It’s hard to imagine Paul McCartney coming into the office. He has always been casually cool -- first as a mop-topped Beatle, then as the laid-back leader of Wings, and most recently as a stadium-filling solo star. But on a recent sunny London Monday, in the Soho Square townhouse headquarters of his company MPL, there he is, humming to himself and dancing slowly across his cozy office -- imposing desk on one end, comfortable sofa on the other -- as a Wurlitzer jukebox plays “Friendly Persuasion” by Pat Boone. “I like the melody,” he says.
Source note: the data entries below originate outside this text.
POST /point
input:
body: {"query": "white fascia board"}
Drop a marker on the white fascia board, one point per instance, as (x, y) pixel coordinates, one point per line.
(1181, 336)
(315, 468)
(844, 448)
At 77, McCartney is well past the age -- to say nothing of the tax bracket -- at which most men are content to stay home. And it would be hard to argue that he wasn’t entitled to take it easy: The Beatles are officially the No. 1 act on Billboard’s ranking of the top-charting artists of all time, and he’s No. 12 as a solo artist (including his work with Wings). Yet he’s as active as ever. Last fall he released Egypt Station, which became his first No. 1 album in the United States since 1982’s Tug of War, after which he embarked on a Freshen Up tour that grossed $129.2 million, according to Billboard Boxscore. He still comes into the office, though, “maybe a day a week,” he says. “And I’m on the phone and email.”
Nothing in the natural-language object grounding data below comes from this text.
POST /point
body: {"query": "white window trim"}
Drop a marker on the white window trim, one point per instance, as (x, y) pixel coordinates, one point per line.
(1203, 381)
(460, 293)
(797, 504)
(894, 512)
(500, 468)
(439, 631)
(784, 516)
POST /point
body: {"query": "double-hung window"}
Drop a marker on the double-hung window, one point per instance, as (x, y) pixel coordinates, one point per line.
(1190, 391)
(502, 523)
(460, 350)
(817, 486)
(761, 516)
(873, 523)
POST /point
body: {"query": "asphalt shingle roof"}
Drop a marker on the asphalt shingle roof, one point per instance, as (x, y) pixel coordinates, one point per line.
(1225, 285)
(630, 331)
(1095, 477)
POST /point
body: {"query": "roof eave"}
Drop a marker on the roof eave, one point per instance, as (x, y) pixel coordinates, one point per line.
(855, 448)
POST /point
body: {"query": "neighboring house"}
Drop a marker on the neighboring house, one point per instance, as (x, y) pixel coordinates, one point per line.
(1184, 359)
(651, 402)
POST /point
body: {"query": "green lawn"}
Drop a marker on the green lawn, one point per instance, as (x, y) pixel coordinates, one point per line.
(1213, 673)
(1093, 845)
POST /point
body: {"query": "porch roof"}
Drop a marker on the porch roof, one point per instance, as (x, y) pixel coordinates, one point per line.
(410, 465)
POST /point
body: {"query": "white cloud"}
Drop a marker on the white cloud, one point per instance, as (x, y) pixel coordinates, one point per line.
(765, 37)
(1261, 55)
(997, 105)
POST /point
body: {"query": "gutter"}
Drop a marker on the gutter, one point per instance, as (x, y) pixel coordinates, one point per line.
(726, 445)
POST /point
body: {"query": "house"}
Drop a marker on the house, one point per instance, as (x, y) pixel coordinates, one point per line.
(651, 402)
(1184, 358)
Long before every pop star considered themselves CEOs, McCartney set up MPL, as The Beatles were breaking up, to run his own business out of a small office in this building (which he bought years later). At the time, music manager Allen Klein had taken control of Apple Records, the group’s company, and the resulting disagreements over financial and other matters were driving the bandmembers apart. “I just thought, ‘I’ve got to do my own little Apple,’ ” remembers McCartney.